Travel writing is ‘the red light district of literature’, as Colin Thubron aptly put it, a space where anything goes. Like punters to the other red light districts, we tend to stick to what we know we like, to our own kind. We travel vicariously with voices that are familiar, or at least intelligible, whose behaviour we can understand, whose narrators we believe we can know. That belief allows them to take us to places we have never seen. How, then, can we follow a foreign author’s account of travelling to, or living in, a place we don’t know? I thought this would be an interesting problem while reading Sanmao’s Stories of the Sahara.
Sanmao is not the author’s real name. Born Chen Maoping in China in 1943, she was brought up in Taiwan and educated there, and in Madrid and Germany. In the early 1970s, she married a Spaniard. He loved water, but she dreamed of the desert. Her background is significant because the stories she tells are as much about herself as about the place she found herself living in.
That place was the Spanish Sahara, now the Western Sahara, disputed between Morocco and the Sahrawi Arab Democratic Republic. Had this book been written by a British or American writer, we might have expected tales of long camel journeys, insights into the indigenous Sahrawis and perhaps their struggle against the occupying Spanish, who finally abandoned the colony in 1976, the year this book was first published in Taiwan.
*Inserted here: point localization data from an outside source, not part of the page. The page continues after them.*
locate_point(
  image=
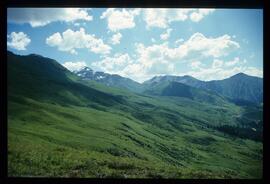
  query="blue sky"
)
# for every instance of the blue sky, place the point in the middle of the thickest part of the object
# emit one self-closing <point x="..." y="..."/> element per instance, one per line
<point x="208" y="44"/>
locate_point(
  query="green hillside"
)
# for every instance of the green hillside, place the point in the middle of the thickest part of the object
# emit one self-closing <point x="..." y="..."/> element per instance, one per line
<point x="60" y="126"/>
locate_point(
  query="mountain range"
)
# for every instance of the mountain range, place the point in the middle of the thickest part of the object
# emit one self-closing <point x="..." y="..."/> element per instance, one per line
<point x="62" y="124"/>
<point x="240" y="87"/>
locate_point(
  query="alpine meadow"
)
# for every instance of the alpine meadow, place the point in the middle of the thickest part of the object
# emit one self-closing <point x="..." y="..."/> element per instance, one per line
<point x="135" y="93"/>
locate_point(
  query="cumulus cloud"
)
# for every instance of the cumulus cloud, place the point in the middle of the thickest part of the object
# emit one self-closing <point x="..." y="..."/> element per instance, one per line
<point x="116" y="38"/>
<point x="74" y="65"/>
<point x="113" y="64"/>
<point x="233" y="62"/>
<point x="219" y="70"/>
<point x="71" y="40"/>
<point x="217" y="63"/>
<point x="177" y="42"/>
<point x="199" y="14"/>
<point x="43" y="16"/>
<point x="195" y="64"/>
<point x="162" y="17"/>
<point x="160" y="59"/>
<point x="18" y="41"/>
<point x="120" y="19"/>
<point x="166" y="35"/>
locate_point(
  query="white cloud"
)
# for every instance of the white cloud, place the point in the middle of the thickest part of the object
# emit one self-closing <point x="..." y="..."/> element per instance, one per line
<point x="162" y="17"/>
<point x="116" y="38"/>
<point x="160" y="59"/>
<point x="18" y="40"/>
<point x="199" y="14"/>
<point x="217" y="63"/>
<point x="233" y="62"/>
<point x="153" y="40"/>
<point x="195" y="64"/>
<point x="177" y="42"/>
<point x="113" y="64"/>
<point x="74" y="65"/>
<point x="43" y="16"/>
<point x="219" y="72"/>
<point x="166" y="35"/>
<point x="71" y="40"/>
<point x="120" y="19"/>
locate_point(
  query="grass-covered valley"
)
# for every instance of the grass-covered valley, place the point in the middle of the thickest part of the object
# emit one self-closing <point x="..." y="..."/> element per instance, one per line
<point x="62" y="126"/>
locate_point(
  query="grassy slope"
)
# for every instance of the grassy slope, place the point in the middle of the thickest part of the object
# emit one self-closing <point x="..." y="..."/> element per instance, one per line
<point x="60" y="129"/>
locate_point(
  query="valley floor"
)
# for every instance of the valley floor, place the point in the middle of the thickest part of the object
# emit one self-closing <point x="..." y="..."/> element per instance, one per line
<point x="52" y="140"/>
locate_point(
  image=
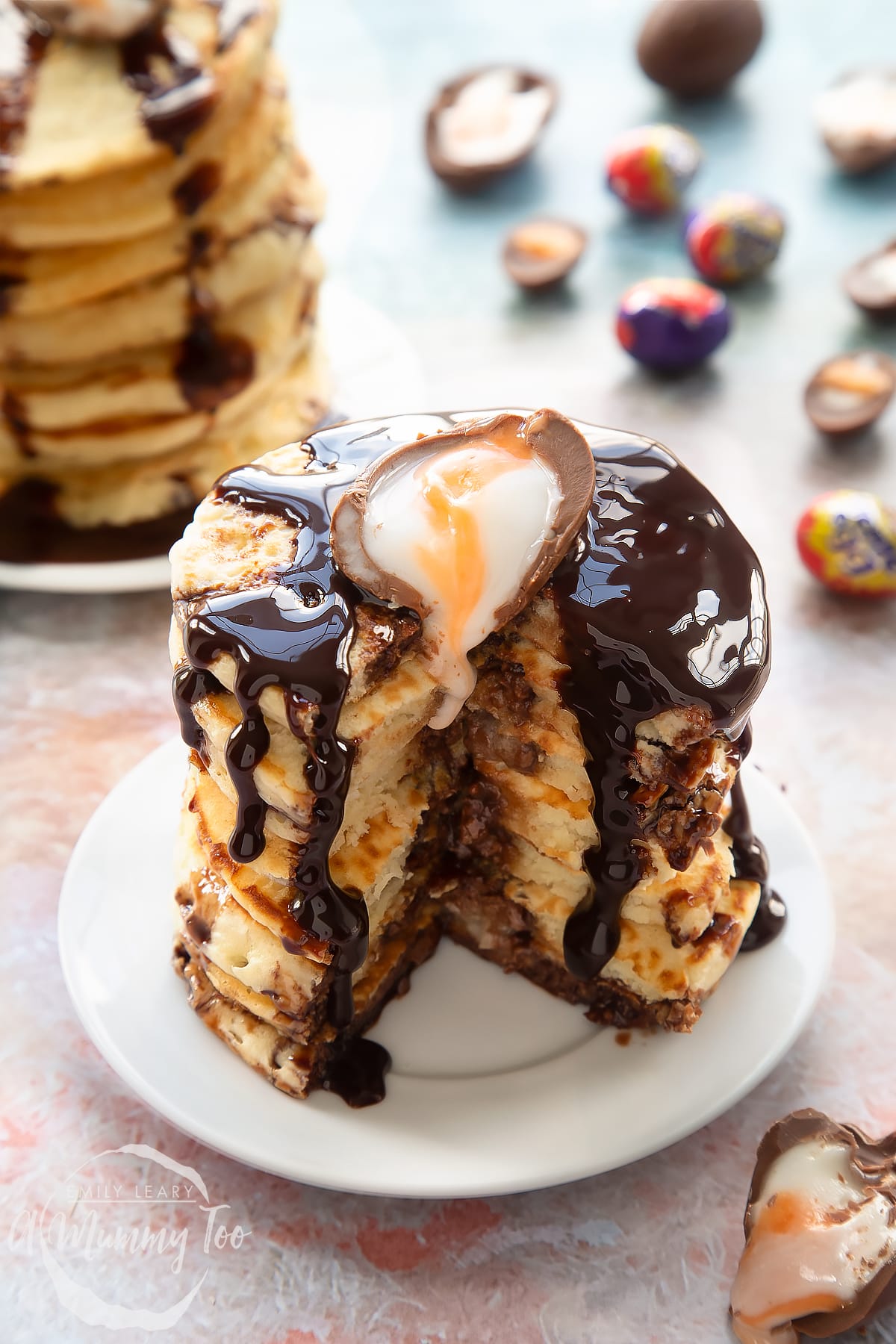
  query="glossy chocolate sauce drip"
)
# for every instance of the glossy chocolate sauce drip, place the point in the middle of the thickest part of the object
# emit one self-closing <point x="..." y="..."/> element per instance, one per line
<point x="751" y="863"/>
<point x="7" y="285"/>
<point x="358" y="1074"/>
<point x="198" y="187"/>
<point x="662" y="606"/>
<point x="16" y="421"/>
<point x="211" y="366"/>
<point x="175" y="108"/>
<point x="294" y="635"/>
<point x="31" y="531"/>
<point x="191" y="685"/>
<point x="233" y="15"/>
<point x="23" y="43"/>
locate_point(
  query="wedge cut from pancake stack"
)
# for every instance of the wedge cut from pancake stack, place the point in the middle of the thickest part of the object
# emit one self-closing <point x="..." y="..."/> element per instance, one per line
<point x="480" y="678"/>
<point x="158" y="275"/>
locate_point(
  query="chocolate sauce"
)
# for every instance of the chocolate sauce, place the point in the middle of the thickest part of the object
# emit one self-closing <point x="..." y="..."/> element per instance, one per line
<point x="211" y="366"/>
<point x="172" y="109"/>
<point x="662" y="606"/>
<point x="662" y="603"/>
<point x="751" y="863"/>
<point x="23" y="43"/>
<point x="234" y="15"/>
<point x="198" y="187"/>
<point x="7" y="284"/>
<point x="294" y="635"/>
<point x="358" y="1074"/>
<point x="15" y="417"/>
<point x="31" y="532"/>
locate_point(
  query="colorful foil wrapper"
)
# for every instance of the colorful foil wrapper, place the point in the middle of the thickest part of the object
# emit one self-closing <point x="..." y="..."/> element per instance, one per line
<point x="848" y="541"/>
<point x="672" y="323"/>
<point x="734" y="238"/>
<point x="650" y="167"/>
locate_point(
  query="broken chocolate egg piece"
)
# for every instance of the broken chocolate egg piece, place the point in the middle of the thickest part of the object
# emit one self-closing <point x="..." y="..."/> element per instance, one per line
<point x="543" y="252"/>
<point x="465" y="527"/>
<point x="821" y="1233"/>
<point x="94" y="20"/>
<point x="848" y="393"/>
<point x="848" y="541"/>
<point x="485" y="122"/>
<point x="871" y="282"/>
<point x="857" y="120"/>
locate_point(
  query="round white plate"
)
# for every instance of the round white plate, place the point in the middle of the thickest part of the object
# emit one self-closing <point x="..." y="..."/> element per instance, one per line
<point x="375" y="373"/>
<point x="494" y="1086"/>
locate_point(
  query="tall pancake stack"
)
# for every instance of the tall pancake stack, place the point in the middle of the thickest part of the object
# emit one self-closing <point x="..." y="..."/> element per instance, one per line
<point x="564" y="823"/>
<point x="158" y="277"/>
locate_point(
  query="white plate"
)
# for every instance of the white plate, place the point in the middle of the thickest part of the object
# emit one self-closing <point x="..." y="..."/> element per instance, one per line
<point x="494" y="1086"/>
<point x="375" y="371"/>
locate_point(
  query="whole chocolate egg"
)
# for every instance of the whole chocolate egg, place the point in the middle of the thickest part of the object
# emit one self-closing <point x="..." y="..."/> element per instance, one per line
<point x="696" y="47"/>
<point x="734" y="237"/>
<point x="672" y="323"/>
<point x="848" y="541"/>
<point x="650" y="167"/>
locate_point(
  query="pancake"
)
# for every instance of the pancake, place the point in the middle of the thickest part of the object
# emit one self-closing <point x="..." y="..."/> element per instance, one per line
<point x="158" y="280"/>
<point x="606" y="868"/>
<point x="140" y="488"/>
<point x="96" y="107"/>
<point x="50" y="281"/>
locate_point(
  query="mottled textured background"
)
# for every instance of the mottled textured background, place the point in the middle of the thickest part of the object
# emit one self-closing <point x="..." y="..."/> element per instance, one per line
<point x="642" y="1256"/>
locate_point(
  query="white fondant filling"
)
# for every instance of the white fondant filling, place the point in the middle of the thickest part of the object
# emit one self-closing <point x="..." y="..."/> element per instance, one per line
<point x="491" y="120"/>
<point x="462" y="529"/>
<point x="800" y="1254"/>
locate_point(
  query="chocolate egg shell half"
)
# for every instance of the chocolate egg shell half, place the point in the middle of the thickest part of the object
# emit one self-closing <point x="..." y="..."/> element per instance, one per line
<point x="848" y="541"/>
<point x="672" y="324"/>
<point x="696" y="47"/>
<point x="734" y="238"/>
<point x="544" y="435"/>
<point x="849" y="391"/>
<point x="650" y="167"/>
<point x="857" y="119"/>
<point x="487" y="122"/>
<point x="543" y="252"/>
<point x="871" y="1171"/>
<point x="871" y="282"/>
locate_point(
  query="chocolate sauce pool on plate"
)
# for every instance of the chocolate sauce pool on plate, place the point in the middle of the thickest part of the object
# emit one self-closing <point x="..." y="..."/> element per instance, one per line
<point x="662" y="604"/>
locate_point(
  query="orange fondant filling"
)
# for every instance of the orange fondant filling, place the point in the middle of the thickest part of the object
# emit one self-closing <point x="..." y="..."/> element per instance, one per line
<point x="453" y="557"/>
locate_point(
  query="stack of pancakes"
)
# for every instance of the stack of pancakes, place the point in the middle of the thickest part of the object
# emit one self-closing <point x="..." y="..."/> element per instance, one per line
<point x="479" y="831"/>
<point x="158" y="277"/>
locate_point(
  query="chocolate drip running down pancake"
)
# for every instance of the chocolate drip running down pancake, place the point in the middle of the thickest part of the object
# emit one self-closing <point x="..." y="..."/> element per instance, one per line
<point x="655" y="617"/>
<point x="158" y="277"/>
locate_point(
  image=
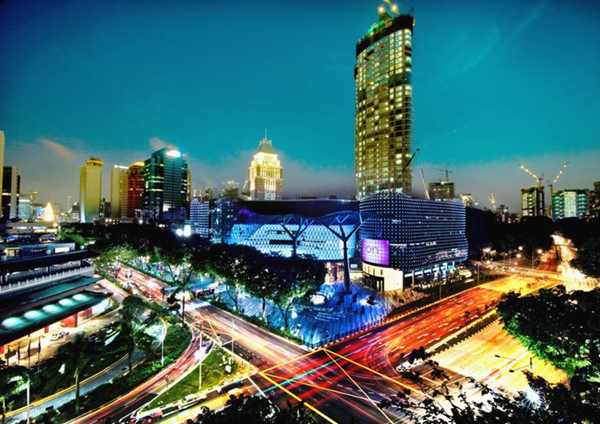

Instead, we are entertained with Sanmao’s tales of marrying José, a good man but not the love of her life (there had been a German fiancé, who had died before their wedding); of building a home on the unglamorous side of the unglamorous city of El Aaiún (Laayoune) and of engaging with the impoverished Sahrawis in her neighbourhood and with the wider community.
These and other winding stories in the collection are filtered through Sanmao’s very individual vision. ‘I’m Chinese,’ she wrote to the editor of the Taiwanese magazine that first began publishing her stories; ‘I have a Chinese heart; this part can never change.’ The stories appealed when they first appeared — and they have sold more than ten million copies in China and Taiwan — precisely because she was so Chinese and was living in a faraway place. They engaged their readers’ sense of escapism, their longing for freedom and for the exotic, of which there is plenty, from women in hammams — and having enemas on a beach — to a neighbour’s goats crashing through the ceiling. There is also the horrific — including mute slaves and child brides. But reading their stories on this rain-swept island, far from either Taiwan or the Sahara, what seduced me most was the combination of Sanmao’s voice and her indomitable spirit — a spirit that manages to reconcile her dream to be ‘the first female explorer to cross the Sahara’ with the reality of the grinding hardship of settled life in a wasteland.
The Swiss author Nicolas Bouvier presents fewer obstacles. He is, or was before his death in 1998, more familiar in his outlook and ambitions. He was also a writer with a prodigious gift for describing people and places, with a sharp eye and even sharper wit. If you do not know his writing, you should immediately buy two copies of The Way of the World (Eland, £12.99). You will need a backup as it is a book people will borrow but will not want to return. That first book is an account of Bouvier’s journey with a photographer friend from Serbia to Afghanistan in the 1950s. ‘Travelling outgrows its motives,’ he writes. ‘You think you are making a trip, but soon it is making you — or unmaking you.’
The stories in So It Goes are the final part of Eland’s self-styled ‘homage to this exceptional chronicler of the world’, and they are the mature work of an author who was already, and quite definitively, both made and unmade. They range from finely shaped tales from the Aran Isles and from his childhood with his grandparents, to journal entries from Japan and Korea, encounters in the Scottish lowlands and on Islay, and travel assignments in Xian in the 1980s. Whatever the length, whatever the structure, Bouvier is always a writer of beauty, whose thoughts are engaged with wonder and embellished with observations as clear and fresh as a summer dawn.
Nothing shows this better than his description of a winter’s night on the lump of limestone that is Inishmore, the largest of the Aran Isles. Wracked with fever, his head ablaze with stories of faeries and 6th-century prince-saints, ‘padded like an Eskimo’, he goes for a walk in the absolute darkness ‘to see what this nothing was made of’. What better companion could you want for a fireside night in this long and stormy winter?